Mit seinem Vortrag zu den Akquisitionsstrategien von deutschen Automobilunternehmen in den 1950er- und 1960er-Jahren richtete FLORIAN EISENBLÄTTER (Marburg) den Blick auf eine dritte Branche. Als Werkstattbericht seines Dissertationsprojektes beschäftigte sich Eisenblätter mit den Übernahmen von Auto Union und NSU Motorenwerke als Auftakt zur Mehrmarkenstrategie des Volkswagen Konzerns. Überhaupt eigne sich die deutsche Automobilindustrie gut zur Untersuchung von Mehrmarkenstrategien. Das Beispiel der Auto Union-Übernahme durch die Volkswagenwerk AG (VW) 1965 weise die Besonderheit auf, dass die Marke Audi im Anschluss aufgebaut und bis heute beibehalten worden sei. Gleichwohl hätten Markenüberlegungen allenfalls eine untergeordnete Rolle bei der Übernahme durch VW gespielt, so Eisenblätter. Die vorrangigen Motive des VW-Vorstandsvorsitzenden Heinrich Nordhoff hätten aus einer Kapazitätserweiterung für die VW-Produktion bestanden (habe die Auto Union doch moderne Produktionsanlagen und ein Vertriebsnetz mit 1.200 Händlern besessen) sowie einer Annäherung zwischen der Volkswagenwerk AG und der Daimler-Benz AG. In den Jahren nach der Übernahme sei zunehmend deutlich geworden, dass es zur Etablierung, Höherpositionierung und Sicherung der eigenständigen Marke Audi eines adäquaten Produktes bedürfte, über das man erst mit dem 1968 präsentierten Audi 100 verfügt habe. So habe die frühe Mehrmarkenstrategie des Wolfsburger Konzerns zwar bereits seit ersten Ideen im Jahr 1964 auf die zwei Marken Volkswagen und Audi gesetzt, was 1968 nochmals im „Langfristigen Marketingplan“ festgehalten worden sei; Entwicklungssynergien seien hier aber noch nicht genutzt worden. Daran habe auch die Übernahme der NSU Motorenwerke AG mittels Fusion der Töchter zur Audi NSU Auto Union AG 1969 nichts geändert. Erst die 1971 verabschiedete neue Fahrzeuggeneration des VW-Konzerns habe dank eines markenübergreifenden Baukastensystems die Nutzung von Produktions- und Entwicklungssynergien ermöglicht. Mit der Einführung der konzernweiten Absatzorganisation V.A.G 1978 habe VW die Vorteile der Mehrmarkenstrategie um Synergien im Vertriebsbereich ergänzt. Eisenblätter schloss seinen Vortrag mit einem Ausblick auf die seit den 1980er-Jahren erfolgten Unternehmensakquisitionen des VW-Konzerns, die die Möglichkeiten einer Mehrmarkenstrategie unter Ausnutzung von Baukastensystem und gestaffelten Preissetzungsmöglichkeiten über mehrere Marken hinweg verdeutlicht hätten.

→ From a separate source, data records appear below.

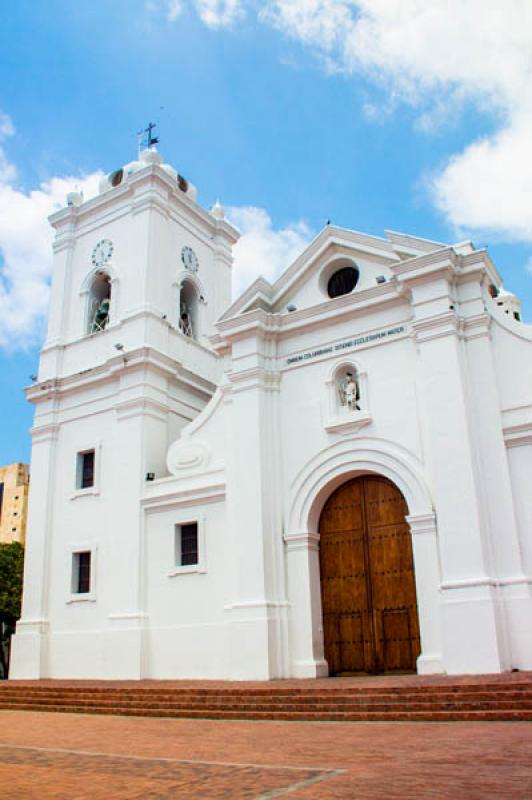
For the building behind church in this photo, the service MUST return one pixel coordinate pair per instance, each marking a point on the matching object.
(14, 488)
(329, 475)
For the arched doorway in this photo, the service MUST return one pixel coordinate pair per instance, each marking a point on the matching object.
(370, 618)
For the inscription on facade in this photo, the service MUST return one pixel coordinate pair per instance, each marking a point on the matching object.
(343, 345)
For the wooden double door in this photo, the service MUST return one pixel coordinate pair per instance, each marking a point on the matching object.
(370, 619)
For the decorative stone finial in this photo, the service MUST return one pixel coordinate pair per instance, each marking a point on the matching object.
(218, 210)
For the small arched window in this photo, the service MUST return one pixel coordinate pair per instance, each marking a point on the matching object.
(99, 303)
(188, 310)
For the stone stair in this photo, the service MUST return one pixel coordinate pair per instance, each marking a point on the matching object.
(405, 698)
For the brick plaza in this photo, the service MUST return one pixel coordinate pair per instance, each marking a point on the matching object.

ALEXANDER VON DEN BENKEN (Stuttgart) referierte anschließend über den Wechsel der Dr. Ing. h.c. F. Porsche AG von einer Sportwagenmanufaktur zum modernen Automobilhersteller im Zeitraum zwischen 1972 und 1987. Er beschrieb dabei zunächst die Konzentration auf den Rennmotorsportbereich, über den sich Porsche schon seit frühen Jahren definiert habe. Durch das Bestehen in Konkurrenz mit großen Unternehmen wie Daimler-Benz und Jaguar habe sich Porsche das Image einer zwar kleinen, aber umso energischeren Firma erworben. Davon abgesehen habe das Unternehmen vor allem von den Enthusiasten vor Ort und den persönlichen Beziehungen der Führungsebene zum Großbürgertum und zum Adel profitiert. Daraus habe sich die Exklusivität der Marke Porsche als Sportwagen entwickelt. Die Marke Porsche, die sich bereits in den 1950er-Jahren auf den US-Markt konzentrierte und oftmals auf Kundenwunsch fertigte, lobte 1952 einen Wappenfindungswettbewerb aus. Dessen Ergebnis – ein Wappen in den württembergischen Landesfarben und mit Stuttgarter Ross – sei ein unverwechselbares Markenlogo und erfolgreiches Marketingtool geworden. Im Zuge von Marktherausforderungen in den 1970er-Jahren sei die Ausrichtung der Marke verändert worden, was unter anderem zu einer erweiterten Produktpalette geführt habe. In den 1980er-Jahren habe sich Porsche auf ein Mehr an Exklusivität und Technologie konzentriert. Zusätzlich seien Markenkommunikation und Marketingstrategien professionalisiert und Kunden nach „Milieus“ klassifiziert worden. Nachdem zeitweise ein gemeinsamer Vertrieb mit Volkswagen bestand, sei nun eine komplett eigene Vertriebsgesellschaft aufgebaut worden. Die direkte Kundenansprache und Kundenbindung wurden verstärkt, Porsche habe sich dadurch noch mehr als Lebensgefühl in Szene gesetzt.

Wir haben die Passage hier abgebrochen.